X and Threads have much larger monthly user bases. Although Musk said in May that X has 600 million monthly users, market intelligence firm Sensor Tower estimates X had 318 million monthly users as of October. That same month, Meta said Threads had nearly 275 million monthly users. Bluesky told CNBC on Thursday it had reached 21 million total users this week.
Here are some of the noteworthy changes in X’s new service terms and how they compare with those of rivals Bluesky and Threads.
Artificial intelligence training
X has come under heightened scrutiny because of its new terms, which say that any content on the service can be used royalty-free to train the company’s artificial intelligence large language models, including its Grok chatbot.
“You agree that this license includes the right for us to (i) provide, promote, and improve the Services, including, for example, for use with and training of our machine learning and artificial intelligence models, whether generative or another type,” X’s terms say.
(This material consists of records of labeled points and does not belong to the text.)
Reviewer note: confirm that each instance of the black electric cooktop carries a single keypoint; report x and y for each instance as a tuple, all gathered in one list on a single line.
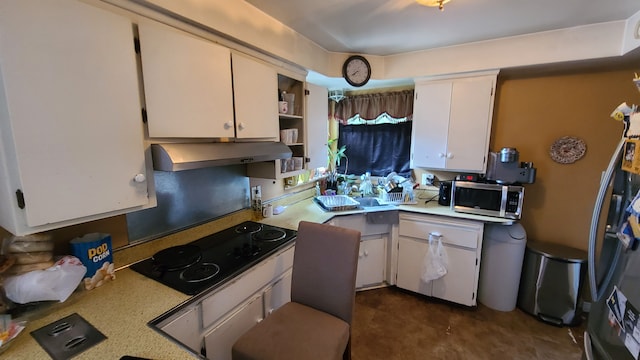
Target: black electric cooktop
[(210, 261)]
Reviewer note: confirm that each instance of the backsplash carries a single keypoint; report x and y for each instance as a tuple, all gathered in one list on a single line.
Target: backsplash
[(188, 198)]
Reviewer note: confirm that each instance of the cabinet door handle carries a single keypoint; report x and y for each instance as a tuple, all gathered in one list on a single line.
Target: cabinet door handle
[(139, 178)]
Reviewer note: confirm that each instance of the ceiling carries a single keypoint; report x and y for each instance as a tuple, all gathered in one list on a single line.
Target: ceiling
[(385, 27)]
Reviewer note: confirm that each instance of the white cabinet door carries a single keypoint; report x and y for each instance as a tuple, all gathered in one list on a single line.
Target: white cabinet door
[(411, 253), (277, 294), (186, 329), (430, 125), (71, 126), (452, 123), (317, 129), (462, 241), (219, 341), (255, 91), (187, 84), (371, 261), (459, 285)]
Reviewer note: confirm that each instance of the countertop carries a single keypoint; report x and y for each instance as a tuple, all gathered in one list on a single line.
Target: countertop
[(122, 308)]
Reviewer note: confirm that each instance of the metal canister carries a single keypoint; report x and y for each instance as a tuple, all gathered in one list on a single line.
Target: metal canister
[(508, 155)]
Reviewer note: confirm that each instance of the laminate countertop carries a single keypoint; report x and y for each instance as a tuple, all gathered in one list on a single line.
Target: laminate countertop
[(121, 309)]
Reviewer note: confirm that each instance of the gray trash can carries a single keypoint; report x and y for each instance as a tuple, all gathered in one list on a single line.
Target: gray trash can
[(501, 264), (552, 279)]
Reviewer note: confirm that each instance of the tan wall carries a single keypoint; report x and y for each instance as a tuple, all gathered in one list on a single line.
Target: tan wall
[(531, 112)]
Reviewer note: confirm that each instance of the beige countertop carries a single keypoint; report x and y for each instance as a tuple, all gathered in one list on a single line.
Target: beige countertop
[(122, 308)]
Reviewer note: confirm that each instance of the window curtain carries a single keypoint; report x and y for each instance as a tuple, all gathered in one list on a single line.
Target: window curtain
[(379, 149), (398, 104)]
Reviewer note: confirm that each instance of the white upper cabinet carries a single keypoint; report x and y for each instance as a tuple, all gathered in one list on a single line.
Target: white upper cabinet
[(255, 87), (317, 134), (71, 128), (452, 123), (187, 84)]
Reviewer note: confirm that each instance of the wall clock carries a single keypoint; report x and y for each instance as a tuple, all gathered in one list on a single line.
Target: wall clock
[(356, 70)]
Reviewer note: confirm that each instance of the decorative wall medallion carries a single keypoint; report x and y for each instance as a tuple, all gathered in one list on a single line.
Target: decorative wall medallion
[(567, 150)]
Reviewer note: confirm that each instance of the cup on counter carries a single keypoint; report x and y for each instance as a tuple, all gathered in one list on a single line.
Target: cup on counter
[(283, 107), (290, 99), (267, 210)]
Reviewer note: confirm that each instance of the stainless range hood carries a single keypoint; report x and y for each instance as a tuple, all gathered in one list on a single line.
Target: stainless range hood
[(186, 156)]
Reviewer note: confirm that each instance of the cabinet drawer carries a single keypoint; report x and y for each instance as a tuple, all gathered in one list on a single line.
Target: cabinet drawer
[(359, 222), (226, 299), (458, 234)]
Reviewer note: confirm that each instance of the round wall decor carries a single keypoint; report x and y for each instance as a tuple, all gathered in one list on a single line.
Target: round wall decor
[(567, 150)]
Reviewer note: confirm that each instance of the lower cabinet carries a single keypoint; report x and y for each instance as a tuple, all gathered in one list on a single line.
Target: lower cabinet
[(373, 248), (186, 328), (211, 326), (371, 260), (462, 241), (219, 340)]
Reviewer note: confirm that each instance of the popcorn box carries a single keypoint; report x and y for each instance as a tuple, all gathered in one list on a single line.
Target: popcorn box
[(96, 254)]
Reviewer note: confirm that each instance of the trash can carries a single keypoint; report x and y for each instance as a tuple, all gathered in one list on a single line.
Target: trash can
[(552, 279), (501, 264)]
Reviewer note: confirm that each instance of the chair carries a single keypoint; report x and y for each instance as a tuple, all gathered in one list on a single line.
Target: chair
[(316, 324)]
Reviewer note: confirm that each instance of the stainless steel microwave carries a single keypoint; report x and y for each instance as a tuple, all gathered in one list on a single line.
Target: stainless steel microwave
[(497, 200)]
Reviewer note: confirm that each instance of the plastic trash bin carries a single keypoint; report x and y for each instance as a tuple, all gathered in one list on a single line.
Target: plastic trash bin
[(501, 265), (552, 279)]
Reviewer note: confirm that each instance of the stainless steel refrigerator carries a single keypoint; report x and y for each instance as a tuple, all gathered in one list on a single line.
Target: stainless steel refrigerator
[(613, 330)]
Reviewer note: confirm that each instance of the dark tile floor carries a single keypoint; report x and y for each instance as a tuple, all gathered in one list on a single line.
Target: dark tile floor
[(390, 324)]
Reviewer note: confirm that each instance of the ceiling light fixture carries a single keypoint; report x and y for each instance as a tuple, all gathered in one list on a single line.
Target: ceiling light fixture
[(438, 3)]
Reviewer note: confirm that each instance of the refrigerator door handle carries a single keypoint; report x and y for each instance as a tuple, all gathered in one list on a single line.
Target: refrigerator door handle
[(591, 256), (588, 350)]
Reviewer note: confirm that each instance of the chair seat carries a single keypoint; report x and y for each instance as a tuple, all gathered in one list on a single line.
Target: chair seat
[(294, 331)]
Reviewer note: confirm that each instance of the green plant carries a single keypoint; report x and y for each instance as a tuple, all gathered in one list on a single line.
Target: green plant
[(335, 155)]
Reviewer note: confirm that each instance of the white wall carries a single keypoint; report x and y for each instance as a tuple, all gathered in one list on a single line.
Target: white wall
[(242, 22)]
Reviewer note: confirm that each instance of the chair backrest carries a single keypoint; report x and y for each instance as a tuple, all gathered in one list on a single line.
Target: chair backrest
[(324, 268)]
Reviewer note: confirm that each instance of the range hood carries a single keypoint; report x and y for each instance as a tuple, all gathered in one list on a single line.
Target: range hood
[(186, 156)]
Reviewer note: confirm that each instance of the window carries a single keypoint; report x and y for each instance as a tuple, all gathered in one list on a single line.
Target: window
[(376, 131)]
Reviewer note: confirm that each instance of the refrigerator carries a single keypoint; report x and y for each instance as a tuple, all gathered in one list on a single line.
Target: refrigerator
[(613, 330)]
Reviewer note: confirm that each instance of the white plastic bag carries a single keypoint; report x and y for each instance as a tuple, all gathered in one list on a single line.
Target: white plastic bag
[(54, 283), (435, 260)]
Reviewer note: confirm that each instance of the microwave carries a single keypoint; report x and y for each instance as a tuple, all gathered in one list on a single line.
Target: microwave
[(498, 200)]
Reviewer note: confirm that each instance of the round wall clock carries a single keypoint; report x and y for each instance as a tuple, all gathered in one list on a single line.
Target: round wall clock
[(356, 70)]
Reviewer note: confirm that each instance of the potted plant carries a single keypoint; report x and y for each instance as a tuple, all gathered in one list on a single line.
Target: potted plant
[(335, 155)]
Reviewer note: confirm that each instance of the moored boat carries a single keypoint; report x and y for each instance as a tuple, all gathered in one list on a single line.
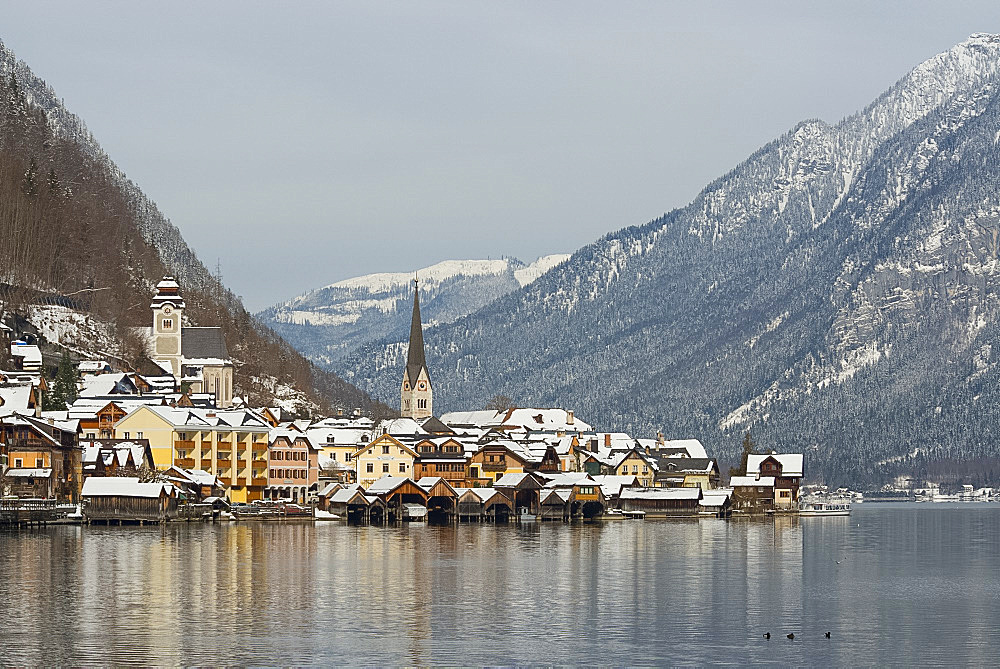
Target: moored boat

Additionally, any “user interactions, inputs and results” shared with Grok can be used for what it calls “training and fine-tuning purposes,” according to the Grok section of the X app and website. This specific function, though, can be turned off manually.
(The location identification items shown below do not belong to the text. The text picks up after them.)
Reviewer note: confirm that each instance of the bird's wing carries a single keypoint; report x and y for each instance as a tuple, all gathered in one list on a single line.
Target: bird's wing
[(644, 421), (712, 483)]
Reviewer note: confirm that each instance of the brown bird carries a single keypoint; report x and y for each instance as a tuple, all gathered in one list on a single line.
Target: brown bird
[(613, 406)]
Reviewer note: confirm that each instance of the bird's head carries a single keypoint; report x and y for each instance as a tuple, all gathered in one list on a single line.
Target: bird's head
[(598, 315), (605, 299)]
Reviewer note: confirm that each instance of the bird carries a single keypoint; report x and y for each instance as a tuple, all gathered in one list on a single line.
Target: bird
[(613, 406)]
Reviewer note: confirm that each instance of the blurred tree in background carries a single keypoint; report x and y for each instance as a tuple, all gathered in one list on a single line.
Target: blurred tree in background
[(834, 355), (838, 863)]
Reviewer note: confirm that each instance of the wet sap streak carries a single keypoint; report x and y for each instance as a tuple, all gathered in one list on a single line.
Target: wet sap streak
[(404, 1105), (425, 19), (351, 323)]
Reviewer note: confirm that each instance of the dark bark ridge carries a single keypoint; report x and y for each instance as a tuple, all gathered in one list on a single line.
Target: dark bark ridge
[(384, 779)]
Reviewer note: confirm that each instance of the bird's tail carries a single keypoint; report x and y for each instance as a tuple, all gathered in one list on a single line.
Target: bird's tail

X’s terms do not specify whether users’ private messages can be used to train its AI models, and the company did not respond to a request for comment.
“You should only provide Content that you are comfortable sharing with others,” read a portion of X’s terms of service agreement.
Though X’s new terms may be expansive, Meta’s policies aren’t that different.
The maker of Threads uses “information shared on Meta’s Products and services” to get its training data, according to the company’s Privacy Center. This includes “posts or photos and their captions.” There is also no direct way for users outside of the European Union to opt out of Meta’s AI training. Meta keeps training data “for as long as we need it on a case-by-case basis to ensure an AI model is operating appropriately, safely and efficiently,” according to its Privacy Center.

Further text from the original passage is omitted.